Nun habe ich bei mobile und autoscout geschaut,auch welche gefunden,die mir zu sprechen,allerdings,ist sowas noch normal?

Alle wollen se ihr auto verkaufen,doch kein mensch geht ans handy,bzw antwortet auf E-Mails.........

So kann man doch kein wagen ver´kaufen?Das ärgert mich gerade einwenig.

Ein kurzes,nein tut mir leid schon weg,oder sowas ist doch nicht zuviel verlangt???

Falls hier noch wer ne adresse hat,wo einer stehen könnte,mal bitte eben bescheid geben,wäre sehr nett.

Ach ja noch ne frage nebenbei,wo liegt den der durchschnitts verbrauch von den 2,4 L bei normaler fahrt?ungefähre 10 Liter?oder mehr.

Gruß

vielen Dank für den detailierten Bericht, sowas hilft enorm, wenn man vor der Kaufentscheidung steht.

Auch von mir

mfg Dominique

Moin

Wir hatten bei der Suche keine Probleme, mehrere ausgesucht, eine Sammeltour und einen mitgenommen...

Suchgebiet: 500km Umkreis, keine gewerblichen Teppichhändler, dann gehts schon.

Auswahl: NUR C20ne-Maschine!!!! (den kennen wir:)....)

Alles wichtige vorher per Mail und Telefon abgeklärt.

Nicht ans Telefon gehen hatten wir nicht, was aber war waren erhebliche Abweichungen vom Angebotstext, einer hatte grad Tüv bekommen war aber definitiv nicht für den öffentlichen Verkehrsraum fahrtüchtig, bestenfalls in Wald und Flur:confused:

Durchrostungen des Daches scheinen viele Autofahrer nicht zu registrieren und der Tüver hat wohl etwas gesoffen gehabt???:confused:

Gerissene Frontscheibe direkt vor dem Fahrer war auch nicht relevant zum Tüv??????

Ich dachte ich wäre bei der versteckten Kamera oder so....:D:D:D:D:D

Minikat war mit Schmatze (Ofenkitt) eingesetzt....

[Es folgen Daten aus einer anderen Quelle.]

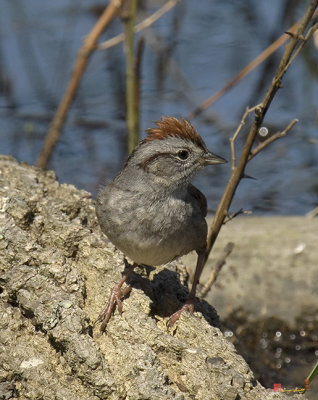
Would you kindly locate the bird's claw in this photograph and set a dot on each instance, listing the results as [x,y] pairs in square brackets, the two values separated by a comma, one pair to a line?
[188,306]
[115,298]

Hintertür fiel fast raus beim aufreissen des bereits gerissenen Griffes......:D:D:D:D

UUUUIHHHHH, schnell weiter zum nächsten, in Berlin, da stand er, ein SCHMUCKSTÜCK!!!!!!!!!

:):):):)

Sogar eine (vermutliche) Werks-Hohlraumkonservierung hatte er...kein Rost!!!!:):)

Kurzum:

Man muss sich mehere ansehen, es gibt sie, die guten, auch Frontera gibts gute!!!

Gruss Willy

am 5. Oktober 2010 um 14:41

Hi, kann jetzt nur ganz kurz schreiben, ich bin mit meinem Frontera Bj.1995 2,4i sehr zufrieden, ich habe den Motor mit einem Steuergerät incl. kaltlaufregler nachgerüstet, Zahle nur nioch ca. 165,-€ Steuer.

zu den anderen Sache später mehr!! hab jetzt keine Zeit mehr!!